Laat ik beginnen met te zeggen dat het voor hem anders moet zijn geweest als voor ons, die wonen in een huis.

Barend heeft na zijn trouwen, besloten te gaan trekken met de woonwagen. De woonwagen zou zijn huis zijn geweest, hij woonde daar maar toch weer elke keer ergens anders. Maar was zijn woonwagen ook zijn thuis?  Als je niet gewenst en gemeden wordt door ons mensen die in huizen wonen, en ons te goed voelen om enige medeleven te tonen. Heb je dan een thuis?  

Het is niet zo makkelijk om zomaar te zeggen waar Barend en Hillegien gewoond hebben. Ze trokken rond met hun wagen en stonden niet op een vaste plek, dus staan ze ook niet ingeschreven in het bevolkingsregister. Ik heb mij gehouden aan het bevolkingsregister. Wel zou je kunnen aannemen dat hun vaste staanplaats met de wagen aan de Eemnesserweg in Laren was. Naar mijn mening zagen ze dit kamp als hun thuisbasis om dat het elke keer terugkomt in de vonnissen en in het politieblad. En de verklaring uit het vonnis van Hillegien uit 1905 dat ze woonachtig waren in het woonwagenkamp aan de Waldorpstraat in Den-Haag, zegt dat ze toen verhuisden van de standplaats in Laren naar een standplaats in Den-Haag. 

 

In het bevolkingsregister in Amsterdam kom ik Barend tegen, samen het Hillegien Jacomina, Maria, Sophia, Johanna Magdalena(oma) en Jacoba. Het is 7 januari 1897 en hij komt uit Den-Haag en vertrekt 24 februari 1899 naar weer naar Laren (N.H) Opmerkelijk  is dat de kinderen hier nog bij het gezin zijn. Ook Maria is ingeschreven bij haar ouders.
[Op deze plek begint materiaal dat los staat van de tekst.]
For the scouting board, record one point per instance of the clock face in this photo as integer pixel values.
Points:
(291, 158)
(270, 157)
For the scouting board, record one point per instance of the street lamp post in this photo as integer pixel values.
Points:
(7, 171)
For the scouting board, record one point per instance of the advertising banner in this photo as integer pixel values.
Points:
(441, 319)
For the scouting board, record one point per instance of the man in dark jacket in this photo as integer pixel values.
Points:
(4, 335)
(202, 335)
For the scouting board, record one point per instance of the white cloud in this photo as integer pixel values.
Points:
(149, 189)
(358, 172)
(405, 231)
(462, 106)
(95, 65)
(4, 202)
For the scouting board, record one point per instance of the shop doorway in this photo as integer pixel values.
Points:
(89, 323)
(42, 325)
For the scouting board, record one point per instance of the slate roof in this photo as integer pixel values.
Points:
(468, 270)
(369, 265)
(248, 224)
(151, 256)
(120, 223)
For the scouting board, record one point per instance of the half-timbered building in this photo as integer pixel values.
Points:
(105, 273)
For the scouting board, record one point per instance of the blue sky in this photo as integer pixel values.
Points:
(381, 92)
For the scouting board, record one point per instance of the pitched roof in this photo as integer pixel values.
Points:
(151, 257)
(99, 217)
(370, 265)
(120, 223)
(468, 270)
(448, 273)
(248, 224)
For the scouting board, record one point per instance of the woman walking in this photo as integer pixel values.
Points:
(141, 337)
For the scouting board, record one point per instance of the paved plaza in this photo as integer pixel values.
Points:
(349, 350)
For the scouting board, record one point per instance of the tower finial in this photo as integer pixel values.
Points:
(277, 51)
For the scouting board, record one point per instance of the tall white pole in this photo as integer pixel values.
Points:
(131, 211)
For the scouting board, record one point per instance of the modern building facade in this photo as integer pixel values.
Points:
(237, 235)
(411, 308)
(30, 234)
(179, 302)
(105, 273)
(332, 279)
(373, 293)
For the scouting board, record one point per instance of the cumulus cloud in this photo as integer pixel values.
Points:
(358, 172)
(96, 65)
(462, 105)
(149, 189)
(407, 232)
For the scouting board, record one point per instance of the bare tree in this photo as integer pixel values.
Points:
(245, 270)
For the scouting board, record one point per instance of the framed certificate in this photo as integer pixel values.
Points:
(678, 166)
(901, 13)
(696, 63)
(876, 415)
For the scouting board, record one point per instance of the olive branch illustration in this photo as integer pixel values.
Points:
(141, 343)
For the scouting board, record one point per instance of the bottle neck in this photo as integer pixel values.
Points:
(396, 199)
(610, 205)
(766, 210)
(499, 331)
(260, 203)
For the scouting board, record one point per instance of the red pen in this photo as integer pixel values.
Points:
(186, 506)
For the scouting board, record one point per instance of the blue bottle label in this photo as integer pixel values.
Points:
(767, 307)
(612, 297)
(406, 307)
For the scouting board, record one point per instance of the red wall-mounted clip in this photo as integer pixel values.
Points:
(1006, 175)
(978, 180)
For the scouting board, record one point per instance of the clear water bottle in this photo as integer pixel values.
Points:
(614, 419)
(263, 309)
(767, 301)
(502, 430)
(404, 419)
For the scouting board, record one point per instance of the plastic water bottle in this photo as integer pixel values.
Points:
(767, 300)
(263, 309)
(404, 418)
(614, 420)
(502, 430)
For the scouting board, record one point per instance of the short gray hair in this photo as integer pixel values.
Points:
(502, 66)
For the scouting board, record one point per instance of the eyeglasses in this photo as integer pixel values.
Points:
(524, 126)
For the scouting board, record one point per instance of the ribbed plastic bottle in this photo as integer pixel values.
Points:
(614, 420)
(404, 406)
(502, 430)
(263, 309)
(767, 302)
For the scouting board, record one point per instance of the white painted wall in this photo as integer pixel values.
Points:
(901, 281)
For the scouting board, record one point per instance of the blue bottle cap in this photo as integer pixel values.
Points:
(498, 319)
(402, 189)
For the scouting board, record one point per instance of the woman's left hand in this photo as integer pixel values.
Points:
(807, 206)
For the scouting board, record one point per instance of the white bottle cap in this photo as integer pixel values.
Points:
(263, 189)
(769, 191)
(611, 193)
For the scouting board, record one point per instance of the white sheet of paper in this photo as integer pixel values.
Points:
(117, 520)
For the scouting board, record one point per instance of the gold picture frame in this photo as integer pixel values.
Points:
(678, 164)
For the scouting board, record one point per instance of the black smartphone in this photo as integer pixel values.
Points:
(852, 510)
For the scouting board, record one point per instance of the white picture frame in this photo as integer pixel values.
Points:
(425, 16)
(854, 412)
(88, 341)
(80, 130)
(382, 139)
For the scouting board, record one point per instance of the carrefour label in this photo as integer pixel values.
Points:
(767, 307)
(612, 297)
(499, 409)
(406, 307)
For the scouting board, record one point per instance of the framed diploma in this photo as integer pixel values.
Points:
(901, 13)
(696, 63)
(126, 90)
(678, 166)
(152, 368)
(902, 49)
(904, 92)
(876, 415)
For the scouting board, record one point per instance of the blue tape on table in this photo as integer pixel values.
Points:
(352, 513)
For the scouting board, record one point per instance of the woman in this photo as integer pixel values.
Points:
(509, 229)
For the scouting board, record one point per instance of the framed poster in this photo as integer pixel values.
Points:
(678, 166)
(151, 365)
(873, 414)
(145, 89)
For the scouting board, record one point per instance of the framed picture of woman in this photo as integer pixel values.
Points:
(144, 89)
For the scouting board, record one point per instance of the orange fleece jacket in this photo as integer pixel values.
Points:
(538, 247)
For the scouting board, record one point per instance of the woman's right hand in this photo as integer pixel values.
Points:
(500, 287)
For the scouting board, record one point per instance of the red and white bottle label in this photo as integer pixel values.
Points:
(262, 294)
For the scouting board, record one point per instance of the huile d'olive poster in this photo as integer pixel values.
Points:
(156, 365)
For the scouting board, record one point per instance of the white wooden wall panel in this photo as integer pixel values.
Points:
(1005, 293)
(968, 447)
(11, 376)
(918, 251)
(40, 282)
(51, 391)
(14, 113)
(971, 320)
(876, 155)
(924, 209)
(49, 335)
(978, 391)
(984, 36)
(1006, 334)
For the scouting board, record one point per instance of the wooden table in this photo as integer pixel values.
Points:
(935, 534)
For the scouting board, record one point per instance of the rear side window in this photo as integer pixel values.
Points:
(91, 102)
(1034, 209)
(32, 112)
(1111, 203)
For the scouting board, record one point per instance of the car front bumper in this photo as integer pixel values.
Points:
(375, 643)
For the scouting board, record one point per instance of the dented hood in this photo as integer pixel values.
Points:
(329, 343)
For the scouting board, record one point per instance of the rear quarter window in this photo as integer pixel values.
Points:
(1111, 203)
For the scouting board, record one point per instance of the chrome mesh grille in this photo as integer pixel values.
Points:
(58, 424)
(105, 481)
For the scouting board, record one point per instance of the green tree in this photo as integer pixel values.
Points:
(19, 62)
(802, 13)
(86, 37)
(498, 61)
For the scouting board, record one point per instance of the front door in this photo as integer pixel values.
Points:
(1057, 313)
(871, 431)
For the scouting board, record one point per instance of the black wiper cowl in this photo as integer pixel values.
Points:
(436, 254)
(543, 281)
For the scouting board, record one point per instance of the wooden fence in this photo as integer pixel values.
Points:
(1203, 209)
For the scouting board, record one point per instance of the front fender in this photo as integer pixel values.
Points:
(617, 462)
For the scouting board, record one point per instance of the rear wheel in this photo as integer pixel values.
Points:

Dit kan niets anders betekenen dan dat hij ook een woonwagen heeft want Jacoba wordt  30-4-98 geboren in Laren. In een woonwagen.

Het is duidelijk dat ik het nog niet helemaal snap.  

 

Volgens een trouwakte uit 1913, weet ik dat hij woonachtig is in Den-Haag.

  

Op 2 november 1914 is hij terug in Amsterdam en woont in een keet staande op de ring Mauritskade 4de keet.

 

Op 26 januari 1915 trek hij in bij zijn dochter Sophia en haar man aan de Heemsterhuisstraat 188 in Den-Haag. Na iets meer dan een maand, op 2 maart 1915, vertrekt hij naar de Snoekstraat 5a in Den-Haag.

 

7 december 1915 is hij terug in Amsterdam. Hij verblijft daar in een logement aan de Land van Beloftensteeg 15. Dit is in de wijk die men Duvelshoek noemt, hier zijn veel logementen.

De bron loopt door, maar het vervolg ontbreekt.